There has been growing unrest in the development in recent months as some residents started questioning things that were being done without board approval.

“AAM got way too comfortable and didn’t feel like it had to work as hard,” said the resident close to the situation, who asked not to be named. “And the Villages got way too comfortable with AAM.”

There was not enough oversight, this person said: “People started questioning things happening without being approved. That’s where things started to spiral out of control. Other things were not being taken care of. When people started looking into things further, they were told, it’s none of your business.”

Some of those questions were being asked within the HOA board, the source said.

Residents of The Villages, which has nearly 2,000 homes, pay $285 quarterly dues. The HOA has about $2.5 million in reserves.

AAM’s exit came after InMaricopa.com reported on two controversies in the community involving residents, the board and AAM.

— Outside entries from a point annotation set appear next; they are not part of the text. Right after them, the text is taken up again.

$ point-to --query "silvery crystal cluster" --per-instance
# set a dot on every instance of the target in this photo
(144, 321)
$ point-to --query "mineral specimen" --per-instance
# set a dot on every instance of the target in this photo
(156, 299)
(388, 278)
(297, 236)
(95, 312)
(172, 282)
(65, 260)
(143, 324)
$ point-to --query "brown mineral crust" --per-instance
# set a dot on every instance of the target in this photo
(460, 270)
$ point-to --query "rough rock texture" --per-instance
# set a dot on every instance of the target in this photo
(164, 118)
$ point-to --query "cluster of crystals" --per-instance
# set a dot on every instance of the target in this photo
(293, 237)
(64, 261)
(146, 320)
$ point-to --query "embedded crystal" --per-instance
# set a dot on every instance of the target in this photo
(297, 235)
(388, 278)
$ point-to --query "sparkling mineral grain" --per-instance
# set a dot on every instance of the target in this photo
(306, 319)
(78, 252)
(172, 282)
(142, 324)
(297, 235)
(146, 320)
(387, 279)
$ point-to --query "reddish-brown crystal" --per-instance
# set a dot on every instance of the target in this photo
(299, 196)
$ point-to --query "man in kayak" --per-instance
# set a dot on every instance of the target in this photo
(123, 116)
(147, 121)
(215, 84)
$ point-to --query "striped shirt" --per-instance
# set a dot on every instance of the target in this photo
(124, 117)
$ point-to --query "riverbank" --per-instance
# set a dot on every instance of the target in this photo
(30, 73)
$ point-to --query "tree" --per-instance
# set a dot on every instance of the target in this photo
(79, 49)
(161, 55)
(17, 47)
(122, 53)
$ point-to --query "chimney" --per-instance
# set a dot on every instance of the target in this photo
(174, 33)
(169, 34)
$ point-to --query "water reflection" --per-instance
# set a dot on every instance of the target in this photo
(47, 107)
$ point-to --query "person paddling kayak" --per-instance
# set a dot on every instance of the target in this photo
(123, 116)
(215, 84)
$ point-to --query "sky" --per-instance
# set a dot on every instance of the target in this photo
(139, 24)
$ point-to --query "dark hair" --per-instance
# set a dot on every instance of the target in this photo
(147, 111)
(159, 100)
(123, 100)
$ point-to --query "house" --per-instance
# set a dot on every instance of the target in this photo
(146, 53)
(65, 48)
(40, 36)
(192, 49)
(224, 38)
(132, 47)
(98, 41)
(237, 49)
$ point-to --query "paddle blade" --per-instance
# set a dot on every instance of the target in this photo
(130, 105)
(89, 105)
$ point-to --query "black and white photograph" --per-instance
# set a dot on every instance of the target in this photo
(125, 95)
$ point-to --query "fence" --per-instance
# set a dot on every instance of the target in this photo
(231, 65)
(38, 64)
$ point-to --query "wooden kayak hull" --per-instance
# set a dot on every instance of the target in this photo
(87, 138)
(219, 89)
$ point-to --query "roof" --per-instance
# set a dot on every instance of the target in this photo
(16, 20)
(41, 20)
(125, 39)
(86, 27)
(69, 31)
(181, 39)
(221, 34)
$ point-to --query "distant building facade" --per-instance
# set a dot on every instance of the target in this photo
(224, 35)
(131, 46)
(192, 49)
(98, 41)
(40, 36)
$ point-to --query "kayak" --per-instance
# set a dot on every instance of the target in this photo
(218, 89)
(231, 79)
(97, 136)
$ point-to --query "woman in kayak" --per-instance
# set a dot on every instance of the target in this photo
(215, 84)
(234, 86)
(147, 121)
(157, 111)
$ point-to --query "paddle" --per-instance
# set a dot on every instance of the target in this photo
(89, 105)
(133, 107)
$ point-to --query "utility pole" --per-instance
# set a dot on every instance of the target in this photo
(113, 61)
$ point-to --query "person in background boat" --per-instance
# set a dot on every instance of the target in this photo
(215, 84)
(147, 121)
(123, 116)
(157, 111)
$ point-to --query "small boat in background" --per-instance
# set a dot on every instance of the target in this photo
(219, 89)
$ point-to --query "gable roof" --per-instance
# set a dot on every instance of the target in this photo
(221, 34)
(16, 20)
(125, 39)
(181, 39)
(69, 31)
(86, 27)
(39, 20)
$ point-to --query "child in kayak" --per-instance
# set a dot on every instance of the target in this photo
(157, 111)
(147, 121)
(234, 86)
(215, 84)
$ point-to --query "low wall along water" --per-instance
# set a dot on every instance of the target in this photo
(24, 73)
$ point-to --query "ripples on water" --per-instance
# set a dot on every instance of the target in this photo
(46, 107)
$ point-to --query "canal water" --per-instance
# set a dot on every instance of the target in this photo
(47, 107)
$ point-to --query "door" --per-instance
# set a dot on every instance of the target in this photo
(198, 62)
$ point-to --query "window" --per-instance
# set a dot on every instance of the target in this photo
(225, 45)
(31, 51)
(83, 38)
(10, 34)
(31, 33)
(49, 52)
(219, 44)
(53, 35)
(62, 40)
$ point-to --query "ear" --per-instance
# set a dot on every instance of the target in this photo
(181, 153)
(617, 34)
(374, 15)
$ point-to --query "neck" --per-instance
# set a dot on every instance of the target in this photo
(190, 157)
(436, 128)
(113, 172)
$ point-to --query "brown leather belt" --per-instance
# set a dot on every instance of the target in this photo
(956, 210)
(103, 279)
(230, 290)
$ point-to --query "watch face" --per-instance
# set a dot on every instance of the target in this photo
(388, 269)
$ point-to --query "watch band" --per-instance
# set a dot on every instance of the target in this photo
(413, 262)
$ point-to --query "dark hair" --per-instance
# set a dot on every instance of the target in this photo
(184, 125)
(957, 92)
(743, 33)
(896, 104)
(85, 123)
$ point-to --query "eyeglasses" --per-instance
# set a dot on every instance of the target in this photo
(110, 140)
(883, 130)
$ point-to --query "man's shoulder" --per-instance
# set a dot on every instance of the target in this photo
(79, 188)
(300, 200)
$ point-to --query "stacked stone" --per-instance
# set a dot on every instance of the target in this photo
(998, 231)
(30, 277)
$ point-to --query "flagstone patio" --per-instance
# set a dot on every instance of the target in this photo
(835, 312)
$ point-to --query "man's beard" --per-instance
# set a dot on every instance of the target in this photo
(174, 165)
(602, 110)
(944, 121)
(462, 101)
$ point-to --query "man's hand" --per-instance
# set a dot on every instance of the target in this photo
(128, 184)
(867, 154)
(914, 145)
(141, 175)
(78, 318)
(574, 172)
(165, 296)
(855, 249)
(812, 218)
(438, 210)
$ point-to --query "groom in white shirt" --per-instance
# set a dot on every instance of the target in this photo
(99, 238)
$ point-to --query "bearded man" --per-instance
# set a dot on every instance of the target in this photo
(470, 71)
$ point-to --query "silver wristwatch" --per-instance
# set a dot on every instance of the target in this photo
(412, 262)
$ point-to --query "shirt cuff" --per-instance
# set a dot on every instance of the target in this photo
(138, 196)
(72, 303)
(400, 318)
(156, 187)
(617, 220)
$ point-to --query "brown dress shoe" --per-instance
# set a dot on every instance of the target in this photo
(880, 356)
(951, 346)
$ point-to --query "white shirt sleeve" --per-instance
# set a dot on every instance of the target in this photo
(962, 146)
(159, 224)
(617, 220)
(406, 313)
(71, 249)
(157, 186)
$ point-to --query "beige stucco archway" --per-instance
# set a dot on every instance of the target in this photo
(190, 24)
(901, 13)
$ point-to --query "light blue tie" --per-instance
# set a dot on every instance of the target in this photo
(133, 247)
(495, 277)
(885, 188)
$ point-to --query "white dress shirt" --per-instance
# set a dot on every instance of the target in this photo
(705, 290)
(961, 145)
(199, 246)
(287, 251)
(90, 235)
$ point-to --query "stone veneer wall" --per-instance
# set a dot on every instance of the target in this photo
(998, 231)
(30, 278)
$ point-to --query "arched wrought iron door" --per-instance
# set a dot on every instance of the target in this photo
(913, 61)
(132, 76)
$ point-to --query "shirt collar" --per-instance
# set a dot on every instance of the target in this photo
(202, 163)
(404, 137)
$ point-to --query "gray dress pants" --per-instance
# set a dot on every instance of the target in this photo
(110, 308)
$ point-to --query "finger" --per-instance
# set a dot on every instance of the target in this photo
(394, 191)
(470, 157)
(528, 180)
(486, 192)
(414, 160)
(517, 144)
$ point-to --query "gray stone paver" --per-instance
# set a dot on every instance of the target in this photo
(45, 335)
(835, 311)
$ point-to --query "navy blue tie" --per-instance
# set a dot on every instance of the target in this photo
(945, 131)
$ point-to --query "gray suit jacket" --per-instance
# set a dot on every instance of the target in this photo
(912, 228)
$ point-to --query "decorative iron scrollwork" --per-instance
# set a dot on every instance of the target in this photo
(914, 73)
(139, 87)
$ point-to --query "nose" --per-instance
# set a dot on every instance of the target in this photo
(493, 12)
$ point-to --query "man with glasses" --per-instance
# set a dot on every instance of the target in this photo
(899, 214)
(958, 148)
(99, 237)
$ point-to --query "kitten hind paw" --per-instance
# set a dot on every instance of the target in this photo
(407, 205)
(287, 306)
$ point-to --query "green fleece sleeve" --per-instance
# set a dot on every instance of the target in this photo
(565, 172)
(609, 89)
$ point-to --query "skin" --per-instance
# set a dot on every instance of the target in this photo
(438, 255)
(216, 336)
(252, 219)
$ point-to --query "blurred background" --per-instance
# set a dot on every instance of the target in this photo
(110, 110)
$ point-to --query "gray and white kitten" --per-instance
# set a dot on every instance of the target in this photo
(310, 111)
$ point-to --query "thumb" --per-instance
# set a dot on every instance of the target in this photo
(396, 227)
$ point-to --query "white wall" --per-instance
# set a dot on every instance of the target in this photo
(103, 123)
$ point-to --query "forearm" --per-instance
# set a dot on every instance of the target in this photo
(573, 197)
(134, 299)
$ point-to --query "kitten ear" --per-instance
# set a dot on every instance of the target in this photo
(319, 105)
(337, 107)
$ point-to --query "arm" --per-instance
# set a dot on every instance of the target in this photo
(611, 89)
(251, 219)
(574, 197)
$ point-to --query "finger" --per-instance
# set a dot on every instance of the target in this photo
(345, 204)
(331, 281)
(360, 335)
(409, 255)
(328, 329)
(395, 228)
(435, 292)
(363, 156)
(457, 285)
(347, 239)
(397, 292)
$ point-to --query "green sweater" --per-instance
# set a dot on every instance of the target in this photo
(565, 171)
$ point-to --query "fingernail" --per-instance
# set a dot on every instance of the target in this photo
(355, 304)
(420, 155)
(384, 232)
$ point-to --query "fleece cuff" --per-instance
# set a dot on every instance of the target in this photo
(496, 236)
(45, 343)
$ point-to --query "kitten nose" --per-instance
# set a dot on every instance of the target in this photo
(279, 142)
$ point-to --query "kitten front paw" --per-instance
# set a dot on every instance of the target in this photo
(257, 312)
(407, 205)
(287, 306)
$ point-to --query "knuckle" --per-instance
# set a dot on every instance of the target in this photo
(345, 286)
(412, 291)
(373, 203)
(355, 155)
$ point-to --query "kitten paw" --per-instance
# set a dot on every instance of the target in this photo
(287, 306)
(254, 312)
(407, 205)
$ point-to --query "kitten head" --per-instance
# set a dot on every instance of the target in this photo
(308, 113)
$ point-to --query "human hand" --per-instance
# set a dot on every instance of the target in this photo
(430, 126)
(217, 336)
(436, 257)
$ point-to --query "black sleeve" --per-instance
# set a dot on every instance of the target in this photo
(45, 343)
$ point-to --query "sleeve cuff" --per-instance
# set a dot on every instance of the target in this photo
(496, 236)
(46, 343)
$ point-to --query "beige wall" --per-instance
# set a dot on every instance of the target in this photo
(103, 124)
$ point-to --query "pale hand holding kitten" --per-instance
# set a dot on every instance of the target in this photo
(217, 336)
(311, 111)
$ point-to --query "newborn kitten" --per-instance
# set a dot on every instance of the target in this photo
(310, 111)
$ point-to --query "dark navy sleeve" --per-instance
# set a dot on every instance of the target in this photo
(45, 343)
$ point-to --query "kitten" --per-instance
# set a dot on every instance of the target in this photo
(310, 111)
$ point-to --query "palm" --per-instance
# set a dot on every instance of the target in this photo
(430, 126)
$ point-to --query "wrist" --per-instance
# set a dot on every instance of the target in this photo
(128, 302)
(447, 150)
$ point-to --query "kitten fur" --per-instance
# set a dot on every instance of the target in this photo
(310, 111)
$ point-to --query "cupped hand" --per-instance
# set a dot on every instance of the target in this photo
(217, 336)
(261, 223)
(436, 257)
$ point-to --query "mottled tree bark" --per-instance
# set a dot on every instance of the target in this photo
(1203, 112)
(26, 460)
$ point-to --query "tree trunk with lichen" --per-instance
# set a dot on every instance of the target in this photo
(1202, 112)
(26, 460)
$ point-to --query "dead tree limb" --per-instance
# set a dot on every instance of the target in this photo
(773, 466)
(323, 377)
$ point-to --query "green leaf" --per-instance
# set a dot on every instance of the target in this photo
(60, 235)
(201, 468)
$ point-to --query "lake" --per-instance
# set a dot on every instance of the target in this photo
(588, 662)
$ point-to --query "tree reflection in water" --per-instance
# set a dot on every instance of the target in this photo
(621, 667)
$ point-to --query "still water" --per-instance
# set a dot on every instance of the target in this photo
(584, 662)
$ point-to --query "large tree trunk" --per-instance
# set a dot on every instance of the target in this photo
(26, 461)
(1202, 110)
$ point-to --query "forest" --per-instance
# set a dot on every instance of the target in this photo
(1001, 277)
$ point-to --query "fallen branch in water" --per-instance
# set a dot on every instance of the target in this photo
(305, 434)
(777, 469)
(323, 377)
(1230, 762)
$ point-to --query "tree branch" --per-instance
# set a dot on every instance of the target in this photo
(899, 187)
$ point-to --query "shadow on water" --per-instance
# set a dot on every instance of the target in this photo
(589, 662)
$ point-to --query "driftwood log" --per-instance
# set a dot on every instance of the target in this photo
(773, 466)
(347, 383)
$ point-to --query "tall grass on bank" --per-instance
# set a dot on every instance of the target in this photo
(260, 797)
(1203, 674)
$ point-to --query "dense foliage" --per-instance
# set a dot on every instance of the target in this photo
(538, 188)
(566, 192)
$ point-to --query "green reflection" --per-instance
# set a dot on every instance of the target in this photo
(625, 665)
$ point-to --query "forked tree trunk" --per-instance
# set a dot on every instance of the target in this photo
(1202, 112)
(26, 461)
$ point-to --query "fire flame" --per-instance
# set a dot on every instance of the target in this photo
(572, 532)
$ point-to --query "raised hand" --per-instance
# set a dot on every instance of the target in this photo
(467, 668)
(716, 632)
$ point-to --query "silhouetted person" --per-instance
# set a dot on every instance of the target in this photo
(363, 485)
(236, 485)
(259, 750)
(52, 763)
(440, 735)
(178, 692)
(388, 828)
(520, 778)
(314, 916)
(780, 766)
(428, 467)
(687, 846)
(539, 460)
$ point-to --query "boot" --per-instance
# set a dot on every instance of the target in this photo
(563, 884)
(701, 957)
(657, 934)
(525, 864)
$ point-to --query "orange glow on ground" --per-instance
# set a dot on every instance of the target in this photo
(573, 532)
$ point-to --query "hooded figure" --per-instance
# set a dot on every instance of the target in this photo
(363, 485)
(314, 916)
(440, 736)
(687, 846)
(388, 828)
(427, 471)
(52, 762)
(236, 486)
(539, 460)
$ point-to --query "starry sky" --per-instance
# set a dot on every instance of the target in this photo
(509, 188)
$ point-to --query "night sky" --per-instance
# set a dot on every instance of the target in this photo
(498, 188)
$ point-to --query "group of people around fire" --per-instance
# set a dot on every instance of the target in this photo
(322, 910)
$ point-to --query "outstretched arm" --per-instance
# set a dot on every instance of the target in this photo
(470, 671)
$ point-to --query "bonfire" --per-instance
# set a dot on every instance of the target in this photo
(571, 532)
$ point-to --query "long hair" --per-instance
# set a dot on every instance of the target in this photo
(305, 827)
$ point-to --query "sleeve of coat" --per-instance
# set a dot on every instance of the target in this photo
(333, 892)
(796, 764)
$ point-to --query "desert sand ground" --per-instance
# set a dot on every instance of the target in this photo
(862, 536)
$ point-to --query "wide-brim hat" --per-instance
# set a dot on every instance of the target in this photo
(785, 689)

Bryan Ott, a veteran and new Villages resident, shared his account of a June 17 run-in with AAM manager Diane Zavala at the community clubhouse office. According to Ott, Zavala grabbed his cellphone and refused to give it back. Police were summoned to the clubhouse – twice – on a report of a threatening man but no charges were filed in the incident. Ott called the incident “appalling.”

Earlier, Heather Walter shared her family’s experience of being locked out of the community’s pools because she and her husband work on the frontlines of the coronavirus pandemic at a Phoenix-area hospital. AAM subsequently lifted a health screening requirement for residents from the HOA’s “Reopening Plan” so that amenities could be used if a Waiver and Release of Liability form was signed.

AAM declined to comment on both stories when they were published.